We have reviewed such documents and materials as we have considered necessary
for the purpose of rendering this opinion. In rendering this opinion, we have
assumed that such documents as yet unexecuted will, when executed, conform in
all material respects to the proposed forms of such documents that we have
examined. In addition, we have assumed the genuineness of all signatures, the
capacity of each party executing a document to so execute that document, the
authenticity of all documents submitted to us as originals and the conformity to
original documents of all documents submitted to us as certified or photostatic
copies.

We have made inquiry as to the underlying facts which we considered to be
relevant to the conclusions set forth in this letter. The opinions expressed in
this letter are based upon certain factual statements relating to the Fund and
the Acquiring Fund set forth in the Registration Statement on Form N-14 (the
"Registration Statement") filed by the Acquiring Fund with the Securities and
Exchange Commission and representations made in letters from the Fund and the
Acquiring Fund addressed to us for our use in rendering this opinion. We have no
reason to believe that these representations and facts are not valid, but we
have not attempted to verify independently any of these representations and
facts, and this opinion is based upon the


assumption that each of them is accurate. Capitalized terms used herein and not
otherwise defined shall have the meaning given them in the Registration
Statement.

The conclusions expressed herein are based upon the Internal Revenue Code of
1986, as amended (the "Code"), Treasury regulations issued thereunder, published
rulings and procedures of the Internal Revenue Service and judicial decisions,
all as in effect on the date of this letter.

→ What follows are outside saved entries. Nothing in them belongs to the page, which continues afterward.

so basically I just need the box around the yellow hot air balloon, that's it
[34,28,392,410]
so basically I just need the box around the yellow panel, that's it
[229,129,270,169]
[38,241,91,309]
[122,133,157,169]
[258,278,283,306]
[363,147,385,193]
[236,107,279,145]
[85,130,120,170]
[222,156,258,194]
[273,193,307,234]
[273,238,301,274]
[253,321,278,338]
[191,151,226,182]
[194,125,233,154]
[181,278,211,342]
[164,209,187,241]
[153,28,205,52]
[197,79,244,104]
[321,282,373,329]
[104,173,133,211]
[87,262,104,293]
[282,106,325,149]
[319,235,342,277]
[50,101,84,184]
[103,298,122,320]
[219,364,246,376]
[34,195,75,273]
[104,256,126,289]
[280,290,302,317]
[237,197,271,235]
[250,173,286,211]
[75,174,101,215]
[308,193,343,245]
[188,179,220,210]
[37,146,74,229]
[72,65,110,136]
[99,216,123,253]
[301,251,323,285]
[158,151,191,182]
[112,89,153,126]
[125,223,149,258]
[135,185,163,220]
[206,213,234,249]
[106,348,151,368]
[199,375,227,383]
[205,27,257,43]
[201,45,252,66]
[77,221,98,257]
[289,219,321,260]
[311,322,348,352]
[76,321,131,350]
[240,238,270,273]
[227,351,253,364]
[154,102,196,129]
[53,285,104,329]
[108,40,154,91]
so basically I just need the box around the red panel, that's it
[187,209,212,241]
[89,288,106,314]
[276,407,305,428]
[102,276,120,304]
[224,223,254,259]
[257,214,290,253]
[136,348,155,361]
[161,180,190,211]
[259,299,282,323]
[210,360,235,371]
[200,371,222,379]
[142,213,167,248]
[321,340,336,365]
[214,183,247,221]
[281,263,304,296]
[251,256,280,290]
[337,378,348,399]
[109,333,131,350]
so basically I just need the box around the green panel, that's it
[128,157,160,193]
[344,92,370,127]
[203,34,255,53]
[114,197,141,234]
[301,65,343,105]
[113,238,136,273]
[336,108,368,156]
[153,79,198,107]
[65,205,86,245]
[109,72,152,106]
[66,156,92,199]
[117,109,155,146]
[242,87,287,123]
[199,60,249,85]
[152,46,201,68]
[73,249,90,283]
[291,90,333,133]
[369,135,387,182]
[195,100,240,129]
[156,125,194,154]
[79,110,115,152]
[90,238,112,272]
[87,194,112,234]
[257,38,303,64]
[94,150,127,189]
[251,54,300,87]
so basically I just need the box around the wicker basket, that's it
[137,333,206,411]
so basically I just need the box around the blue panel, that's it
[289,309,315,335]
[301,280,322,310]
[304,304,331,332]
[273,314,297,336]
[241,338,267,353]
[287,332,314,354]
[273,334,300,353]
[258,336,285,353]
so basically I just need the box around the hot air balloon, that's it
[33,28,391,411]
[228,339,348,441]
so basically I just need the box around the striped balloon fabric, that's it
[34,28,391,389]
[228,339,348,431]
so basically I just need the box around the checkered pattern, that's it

Based upon the foregoing, we are of the opinion that for federal income tax
purposes:

          (a) the transfer of all of the Fund's assets in exchange for the
     Acquiring Fund Shares and the assumption by the Acquiring Fund of the
     stated liabilities of the Fund, and the distribution of such Acquiring Fund
     Shares to shareholders of the Fund in exchange for their shares of the
     Fund, will constitute a "reorganization" within the meaning of Section
     368(a)(1) of the Code, and the Acquiring Fund and the Fund are each a
     "party to a reorganization" within the meaning of Section 368(b) of the
     Code;

          (b) no gain or loss will be recognized by the Acquiring Fund on the
     receipt of the assets of the Fund in exchange for the Acquiring Fund Shares
     and the assumption by the Acquiring Fund of all of the stated liabilities
     of the Fund;

          (c) no gain or loss will be recognized by the Fund upon the transfer
     of the Fund's assets to the Acquiring Fund in exchange for the Acquiring
     Fund Shares and the assumption by the Acquiring Fund of the stated
     liabilities of the Fund or upon the distribution (whether actual or
     constructive) of the Acquiring Fund Shares to the Fund Shareholders in
     exchange for their shares of the Fund;

          (d) no gain or loss will be recognized by the Fund Shareholders upon
     the exchange of their shares of the Fund for the Acquiring Fund Shares or
     upon the assumption by the Acquiring Fund of the stated liabilities of the
     Fund;

          (e) the aggregate tax basis for the Acquiring Fund Shares received by
     each of the Fund Shareholders pursuant to the Reorganization will be the
     same as the aggregate tax basis of the shares of the Fund held by such
     shareholder immediately prior to the Reorganization, and the holding period
     of the Acquiring Fund Shares to be received by each Fund Shareholder will
     include the period during which the shares of the Fund exchanged therefor
     were held by such shareholder (provided that such Fund shares were held as
     capital assets on the date of such Reorganization); and

          (f) the tax basis of the Fund's assets acquired by the Acquiring Fund
     will be the same as the tax basis of such assets to the Fund immediately
     prior to the Reorganization, and the holding period of the assets of the
     Fund in the hands of the Acquiring Fund will include the period during
     which those assets were held by the Fund.